El emisario galopó en camisa, con la chaqueta atada a la silla, horas y horas poniendo en alerta a los paisanos de Las Conchas, Arroyo Pinazo, Pilar, Cañada de Cruz.

Los granaderos avanzaban al trote y a veces al galope, con sus uniformes transpirados y en medio de una gran polvareda. Y en todas las postas iban encontrando los caballos que necesitaban. En la noche del 30 las tropas cruzaron el río Areco, y su alcalde salió al encuentro para entregarles cien yegüerizos. La llegada del regimiento era tan atronadora que los caballos que tiraban del carruaje del alcalde se asustaron y desbocaron: el coche fue a dar contra un tronco y los dos cocheros recibieron grandes heridas. San Martín y Bermúdez tuvieron que socorrerlos.

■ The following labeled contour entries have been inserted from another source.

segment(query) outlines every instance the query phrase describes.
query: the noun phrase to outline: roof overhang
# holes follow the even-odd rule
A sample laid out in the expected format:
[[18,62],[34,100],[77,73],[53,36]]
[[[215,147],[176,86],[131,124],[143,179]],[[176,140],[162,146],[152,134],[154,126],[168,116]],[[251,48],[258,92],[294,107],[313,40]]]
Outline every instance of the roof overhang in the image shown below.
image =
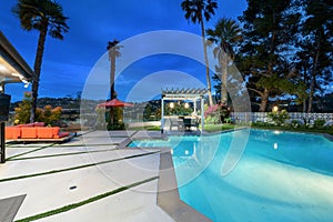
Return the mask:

Más tarde la columna tocó Cañada Honda, Río Arrecifes y llegó a San Pedro. Era el 1 de febrero, y San Martín dispuso que los granaderos tomaran un breve descanso y se alimentaran. Unos minutos más tarde ya corrían hacia el norte, y después de varias horas volvían a detenerse en la posta Las Hermanas, donde el coronel le ordenó al valiente portaestandarte que organizara un servicio de vigías y batidores con paisanos. La flota española ya estaba fondeada frente a San Lorenzo. El regimiento siguió hacia Arroyo del Medio, Rosario y finalmente hacia la Posta del Espinillo, adonde llegó en la noche del 2: en cinco días habían recorrido cuatrocientos veinte kilómetros. La increíble marcha forzada no había sido en vano: aquel día había amanecido con un fuerte viento norte y la flotilla aún no había podido desembarcar. Ese extraño viento de la historia salvó la reputación de San Martín porque le dio tiempo para recuperarse, entrar en el convento y disponer todo para un ataque a fondo.

Ahora el coronel miraba en la oscuridad a sus granaderos y se hacía varias preguntas impronunciables: ¿estarían aquellos reclutas vírgenes y cansados a la altura de las circunstancias? ¿Qué sentiría él mismo al ver el estandarte rojo y el uniforme blanco de los españoles? Bajo esos colores y distintivos se había hecho hombre y había conocido la gloria. ¿Y qué pasaría cuando se viera cara a cara con el jefe de los realistas? ¿Vería en su rostro y postura a tantos camaradas del Viejo Mundo? ¿Vería al marqués de Coupigny en la faz del capitán Juan Antonio de Zabala?

Consultó por última vez su reloj de bolsillo, tomó su catalejo de noche y subió a la espadaña del campanario. Como en Arjonilla, presintió el advenimiento de la alborada con la insinuación de un destello. Miró por el lente y entonces descubrió, con una calma irracional, con una rara paz interior y con cierto alivio, que había comenzado el desembarco.